Przespałam się z waszymi radami
myślę, że mała rabatka będzie taka: na przodzie zostawię żurawki za nimi zamiast lawendy dam małe hosty między nimi posadzę trzmielinę na pniu. Myślę żeby wysypać tam żwirek. Jak coś nie tak albo macie inne pomysły to proszę o komentarz.
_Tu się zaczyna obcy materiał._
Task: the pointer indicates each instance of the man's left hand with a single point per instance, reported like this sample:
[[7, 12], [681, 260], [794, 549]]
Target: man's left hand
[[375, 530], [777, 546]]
Co do tej dużej rabaty to chyba zostanę przy kole, bo chce żeby tam też trawnik został, a jakoś nie widzę tam prostokątnych rabat
. Posadzę więcej roślin, lawendy nie będę męczyła pod bukszpanami zastąpię ją może tawułką. Dodam więcej róż i host może w różnych kolorach, żurawki myślę że nie tylko żółte, ale i bordowe zrobię. Myślę jeszcze nad czymś kwitnącym latem tylko marzyłyby mi się jakieś intensywnie kwitnące (coś fioletowego lub żółtego boję się mieszać więcej kolorów a i tak już żurawki bordowe doszły) przed żywopłocikiem z bukszpanu nasadzę dużo żółtych tulipanów. Zastanawiam się nad obrzeżem takim z kostki zrobionym na stałe, żeby trawa mi tam nie wrastała.
Brak mi też pomysłu na te nieszczęsne gazony
oj rabatka byłaby tam fajna
ale niestety nie mogę. Tłumaczą mi to ukształtowaniem terenu wcześniej kilkanaście lat wcześniej nie było gazonów tylko takie 25 cm (wys.)obrzeże bo ziemia z tej skarpy się wsypywała na chodnik.
Jedyny pomysł jaki mi przychodzi do głowy to to że skoro nie mogę mieć lawendy na rabacie to dam ją tam po trzy gazony z lawenda i trzy z żurawka czerwoną. Co prawda rabaty to mi nie zastąpi, ale zawsze coś się zmieni. Jeśli coś by Wam przyszło do głowy to będę wdzięczna za sugestie.